Jun A I, McGuirt W T, Hinojosa R, Green G E, Fischel-Ghodsian N, Smith R J
Department of Otolaryngology-Head and Neck Surgery, University of Iowa, Iowa City 52242, USA.
Laryngoscope. 2000 Feb;110(2 Pt 1):269-75. doi: 10.1097/00005537-200002010-00016.
Mutations in GJB2, a gene that encodes a gap junction protein, Connexin 26 (Cx26), are responsible for approximately one third of sporadic severe-to-profound or profound congenital deafness and half of severe-to-profound or profound autosomal recessive nonsyndromic hearing loss (ARNSHL). Mouse mutants homozygous for knockouts of this gene are nonviable, precluding histopathologic studies of the associated inner ear pathology in this animal model. Therefore, we studied archival temporal bone sections to identify temporal bone donors with Cx26-related deafness.
Temporal bone donors with a history of congenital severe-to-profound or profound deafness were identified in the registry of the Temporal Bone Library at the University of Iowa. Histological findings were interpreted in a blinded fashion. DNA extracted from two celloidin-embedded mid-modiolar sections from each temporal bone was screened for the 35delG Cx26 mutation. The entire coding region of Cx26 was screened for other deafness-causing mutations if the 35delG mutation was detected.
Of five temporal bone donors with congenital severe-to-profound deafness, one donor was found to have Cx26-related deafness. This individual was a Cx26 compound heterozygote, carrying the 35delG mutation and a noncomplementary Cx26 missense mutation on the opposing allele. Microscopic evaluation of this temporal bone showed no neural degeneration, a good population of spiral ganglion cells, near-total degeneration of hair cells in the organ of Corti, a detached and rolled-up tectorial membrane, agenesis of the stria vascularis, and a large cyst in the scala media in the region of the stria vascularis.

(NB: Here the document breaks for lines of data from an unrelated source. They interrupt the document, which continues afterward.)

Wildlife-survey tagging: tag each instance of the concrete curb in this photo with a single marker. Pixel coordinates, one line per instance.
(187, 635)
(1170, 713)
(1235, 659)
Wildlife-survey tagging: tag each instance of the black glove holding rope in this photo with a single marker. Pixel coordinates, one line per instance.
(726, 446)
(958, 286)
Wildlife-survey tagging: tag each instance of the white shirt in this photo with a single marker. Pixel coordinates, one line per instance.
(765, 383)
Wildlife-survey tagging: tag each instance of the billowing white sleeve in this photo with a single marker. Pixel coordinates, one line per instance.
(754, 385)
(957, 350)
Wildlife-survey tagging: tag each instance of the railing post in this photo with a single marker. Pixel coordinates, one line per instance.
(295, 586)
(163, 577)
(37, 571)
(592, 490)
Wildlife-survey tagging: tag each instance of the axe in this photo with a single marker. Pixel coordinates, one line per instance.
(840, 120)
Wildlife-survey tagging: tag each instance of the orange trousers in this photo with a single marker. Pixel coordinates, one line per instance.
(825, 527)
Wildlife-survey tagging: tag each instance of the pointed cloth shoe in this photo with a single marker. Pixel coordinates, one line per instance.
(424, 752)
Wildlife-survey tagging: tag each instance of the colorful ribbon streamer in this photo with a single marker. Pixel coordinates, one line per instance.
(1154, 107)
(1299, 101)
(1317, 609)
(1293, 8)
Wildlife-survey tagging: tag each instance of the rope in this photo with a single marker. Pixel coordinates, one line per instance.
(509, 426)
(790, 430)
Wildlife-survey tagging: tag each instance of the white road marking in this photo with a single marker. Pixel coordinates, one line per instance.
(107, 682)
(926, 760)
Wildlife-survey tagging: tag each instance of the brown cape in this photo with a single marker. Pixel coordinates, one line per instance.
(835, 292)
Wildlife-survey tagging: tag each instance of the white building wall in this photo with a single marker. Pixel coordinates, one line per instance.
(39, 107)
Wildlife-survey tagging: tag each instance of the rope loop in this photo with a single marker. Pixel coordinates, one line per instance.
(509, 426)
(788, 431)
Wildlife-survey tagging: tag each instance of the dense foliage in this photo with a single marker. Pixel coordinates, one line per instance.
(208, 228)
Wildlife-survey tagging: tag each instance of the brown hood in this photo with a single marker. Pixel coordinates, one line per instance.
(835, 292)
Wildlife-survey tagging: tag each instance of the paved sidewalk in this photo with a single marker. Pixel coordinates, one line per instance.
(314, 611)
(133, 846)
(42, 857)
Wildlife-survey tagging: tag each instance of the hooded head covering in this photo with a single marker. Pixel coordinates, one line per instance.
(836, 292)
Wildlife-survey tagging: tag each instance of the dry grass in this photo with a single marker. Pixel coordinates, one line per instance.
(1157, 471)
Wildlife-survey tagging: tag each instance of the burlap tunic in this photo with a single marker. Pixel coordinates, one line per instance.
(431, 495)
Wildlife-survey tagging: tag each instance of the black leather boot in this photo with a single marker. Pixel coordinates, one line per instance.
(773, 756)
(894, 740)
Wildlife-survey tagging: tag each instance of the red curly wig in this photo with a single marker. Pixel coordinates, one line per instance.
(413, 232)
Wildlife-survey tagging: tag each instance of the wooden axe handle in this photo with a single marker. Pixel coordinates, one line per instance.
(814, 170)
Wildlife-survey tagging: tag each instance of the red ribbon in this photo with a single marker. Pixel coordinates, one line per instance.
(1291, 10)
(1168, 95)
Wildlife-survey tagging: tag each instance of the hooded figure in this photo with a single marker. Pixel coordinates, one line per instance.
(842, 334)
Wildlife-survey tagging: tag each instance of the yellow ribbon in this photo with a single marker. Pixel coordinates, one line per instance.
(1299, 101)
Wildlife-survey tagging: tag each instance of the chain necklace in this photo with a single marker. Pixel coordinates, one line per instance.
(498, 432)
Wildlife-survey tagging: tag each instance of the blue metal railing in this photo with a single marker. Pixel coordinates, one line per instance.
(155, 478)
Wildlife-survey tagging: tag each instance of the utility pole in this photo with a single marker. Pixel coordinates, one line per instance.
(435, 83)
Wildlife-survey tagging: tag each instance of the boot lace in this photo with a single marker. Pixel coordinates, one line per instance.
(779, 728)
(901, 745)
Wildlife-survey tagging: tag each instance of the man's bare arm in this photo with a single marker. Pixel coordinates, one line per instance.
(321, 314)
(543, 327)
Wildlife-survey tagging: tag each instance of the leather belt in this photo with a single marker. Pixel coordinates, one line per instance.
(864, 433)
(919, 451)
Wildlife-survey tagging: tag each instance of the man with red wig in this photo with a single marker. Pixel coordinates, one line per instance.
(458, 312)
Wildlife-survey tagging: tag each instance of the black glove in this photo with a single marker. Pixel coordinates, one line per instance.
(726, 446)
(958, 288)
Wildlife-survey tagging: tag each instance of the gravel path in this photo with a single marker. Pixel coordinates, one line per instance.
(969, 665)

This study is the first to report the temporal bone histopathology associated with Cx26-related deafness. Preservation of neurons in the spiral ganglion suggests that long-term successful habilitation with cochlear implants may be possible in persons with severe-to-profound or profound Cx26-related deafness.
编码缝隙连接蛋白连接蛋白26(Cx26)的GJB2基因突变,约占散发性重度至极重度或极重度先天性耳聋的三分之一,以及重度至极重度或极重度常染色体隐性非综合征性听力损失(ARNSHL)的一半。该基因敲除的纯合子小鼠突变体无法存活,这使得在此动物模型中对相关内耳病理学进行组织病理学研究变得不可能。因此,我们研究了存档的颞骨切片,以识别患有Cx26相关耳聋的颞骨供体。
在爱荷华大学颞骨库登记处识别出有先天性重度至极重度或极重度耳聋病史的颞骨供体。以盲法解读组织学结果。从每个颞骨的两个火棉胶包埋的中轴螺旋切片中提取的DNA,筛查35delG Cx26突变。如果检测到35delG突变,则对Cx26的整个编码区进行其他致聋突变的筛查。
在五名患有先天性重度至极重度耳聋的颞骨供体中,发现一名供体患有Cx26相关耳聋。该个体是Cx26复合杂合子,携带35delG突变以及相对等位基因上的一个非互补Cx26错义突变。对该颞骨的显微镜评估显示无神经退变,螺旋神经节细胞数量良好,柯蒂器中的毛细胞几乎完全退变,盖膜分离并卷曲,血管纹发育不全,以及血管纹区域的中阶有一个大囊肿。
本研究首次报告了与Cx26相关耳聋相关的颞骨组织病理学。螺旋神经节中神经元的保留表明,重度至极重度或极重度Cx26相关耳聋患者长期成功使用人工耳蜗进行康复训练可能是可行的。